Ende November gab der Schweizer Fussball-Verband schliesslich bekannt, dass Murat Yakin bis mindestens nach der EM 2024 in Deutschland als Trainer der Nationalmannschaft im Amt bleiben wird. Im Fussball-Talk «Heimspiel» sprach Yakin mit Blue-Chefredaktor Andreas Böni und Ex-Nati-Spieler Stéphane Henchoz über die letzten Monate mit dem Nationalteam, über Kritik und über schwierige Personalentscheide.

Ist die Nati am Tiefpunkt angelangt?

Murat Yakin

«Absolut nicht. Ich weiss nicht, woher diese Aussage kommt. Wenn man sich für die EM qualifiziert hat, finde ich es extrem fragwürdig, solche Äusserungen zu machen.»

Andreas Böni

«Wenn der Tiefpunkt ist, sich in der zweitletzten Runde für die EM zu qualifizieren, ist das eigentlich ein schöner Tiefpunkt.»

Stéphane Henchoz

«In der Schweiz erwarten mittlerweile alle, dass sich die Schweiz einfach qualifiziert und locker gewinnt, das spricht ja auch für das Team. Am Ende hat die Nati in dieser Qualifikation diese Erwartungen nicht immer erfüllt und die Leute denken, dass es mit dieser Leistung an der EM nicht reicht.»

Welche Schlagzeile war am schmerzhaftesten?

Murat Yakin

«Ich schaue das selten an, ich fokussiere mich auf meinen Job und auf die Jungs und darauf, dass wir guten Fussball spielen. Schlagzeilen interessieren mich schon lange nicht mehr. Ich habe meinen Job gemacht, das andere überlasse ich den sogenannten Experten, die denken, dass sie über Fussball Bescheid wissen.»
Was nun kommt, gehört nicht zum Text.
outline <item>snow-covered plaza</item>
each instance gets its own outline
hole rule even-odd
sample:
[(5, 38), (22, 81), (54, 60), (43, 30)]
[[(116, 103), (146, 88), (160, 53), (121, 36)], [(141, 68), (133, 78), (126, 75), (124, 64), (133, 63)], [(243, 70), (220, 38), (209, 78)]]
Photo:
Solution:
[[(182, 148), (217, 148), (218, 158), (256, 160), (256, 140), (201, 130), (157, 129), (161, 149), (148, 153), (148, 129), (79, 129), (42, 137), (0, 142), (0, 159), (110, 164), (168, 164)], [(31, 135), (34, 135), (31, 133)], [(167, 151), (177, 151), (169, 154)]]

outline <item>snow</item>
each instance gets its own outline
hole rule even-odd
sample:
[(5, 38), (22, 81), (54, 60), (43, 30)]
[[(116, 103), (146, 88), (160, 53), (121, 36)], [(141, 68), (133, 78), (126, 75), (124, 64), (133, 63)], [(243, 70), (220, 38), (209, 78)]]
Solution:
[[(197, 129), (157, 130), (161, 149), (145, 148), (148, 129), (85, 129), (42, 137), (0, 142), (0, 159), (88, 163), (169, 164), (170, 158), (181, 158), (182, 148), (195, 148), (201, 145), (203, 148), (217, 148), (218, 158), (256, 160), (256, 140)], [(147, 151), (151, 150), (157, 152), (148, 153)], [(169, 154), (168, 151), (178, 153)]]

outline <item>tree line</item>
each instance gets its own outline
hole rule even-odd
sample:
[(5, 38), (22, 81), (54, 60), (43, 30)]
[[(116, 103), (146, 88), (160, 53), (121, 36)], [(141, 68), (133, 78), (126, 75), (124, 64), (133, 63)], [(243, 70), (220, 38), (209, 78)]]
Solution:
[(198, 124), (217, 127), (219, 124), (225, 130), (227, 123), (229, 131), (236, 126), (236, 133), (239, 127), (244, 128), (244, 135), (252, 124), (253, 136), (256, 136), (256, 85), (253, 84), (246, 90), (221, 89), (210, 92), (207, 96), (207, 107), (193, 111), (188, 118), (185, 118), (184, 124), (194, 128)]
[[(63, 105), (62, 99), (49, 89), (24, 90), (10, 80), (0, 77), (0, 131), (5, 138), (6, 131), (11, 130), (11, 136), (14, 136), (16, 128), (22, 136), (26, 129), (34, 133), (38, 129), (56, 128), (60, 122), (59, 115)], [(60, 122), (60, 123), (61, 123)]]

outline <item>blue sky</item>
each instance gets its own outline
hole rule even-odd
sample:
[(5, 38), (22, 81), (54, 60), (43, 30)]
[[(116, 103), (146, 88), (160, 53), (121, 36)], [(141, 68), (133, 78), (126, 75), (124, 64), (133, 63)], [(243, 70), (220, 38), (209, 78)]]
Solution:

Wird Murat Yakin zu hart kritisiert?

Andreas Böni

«Murat Yakin wurde zu stark gehypt vor einem Jahr und wird jetzt zu hart kritisiert. Die Spielweise der Nati gab natürlich zu reden, jetzt braucht es einige Weichenstellungen und harte Entscheide, dann kann es aber auch wieder in die richtige Richtung gehen.»

Murat Yakin

«Ich bin lange im Geschäft, durfte lange Fussball spielen und bin jetzt schon lange im Trainergeschäft. Ich weiss, dass man nicht zu euphorisch sein darf, wenn es gut läuft und auch nicht zu kritisch, wenn es resultatmässig mal nicht läuft. Als Trainer muss man positiv sein und die Mannschaft mitziehen. Dass die Resultate nicht gestimmt haben, ist klar. Aber ich bin extrem zuversichtlich. Wir haben Qualität, aber wir waren in beide Richtungen ineffizient und daran arbeiten wir jetzt. Darauf freue ich mich.»

Stéphane Henchoz

«Ich habe das Gefühl, viele Spieler spielen nicht auf dem gleichen Level wie in den Vereinen. Granit Xhaka zum Beispiel oder Fabian Schär. Wenn Schär bei Newcastle spielt, ist er sehr gut, in der Nati erkenne ich ihn nicht wieder. Ich frage mich, wie es so weitergehen soll. Als Nati-Coach muss man die Spieler gut nehmen können und ich denke, in den letzten 12 Jahren, seit Murat da ist, ist das nicht mehr der Fall. »

«Für war das Spiel gegen Portugal an der WM in Katar eine Art Wendepunkt. Nach dem Spiel haben die Spieler selbst das Spielsystem kritisiert und ich muss auch sagen: vielleicht zu Recht. Die Spieler waren nicht unbedingt bereit, dieses System zu spielen. Es hatte einige Spieler, die meiner Meinung nach nicht auf der Position gespielt haben, auf der sie sich wohlfühlen.»

Murat Yakin

«Die Statistiken sehen gut aus. Für mich war es interessant, die Daten anzuschauen, sie bestätigen mein Gefühl. Wir hatten Ausfälle wie Seferovic oder Embolo und wir haben viele junge Spieler, bei denen die Erwartungshaltung nicht so hoch sein darf. Stéphane hat vielleicht recht, im Klub haben sie eine andere Rolle, sind vielleicht Ergänzungsspieler. Wir haben ihnen eine Chance gegeben, wir haben angefangen, bei der Goalie-Position zu rotieren. Wir hatten in dieser Gruppe die Möglichkeit, diesen Spielern eine Chance zu geben. Wenn wir unsere Werte mit den Werten anderer europäischen Teams vergleichen, sind wir vorne dabei. Wir haben eine tolle Kampagne gespielt, leider einfach die Tore nicht geschossen. Wir haben aber die Zeit genützt, um junge Spieler zu integrieren.»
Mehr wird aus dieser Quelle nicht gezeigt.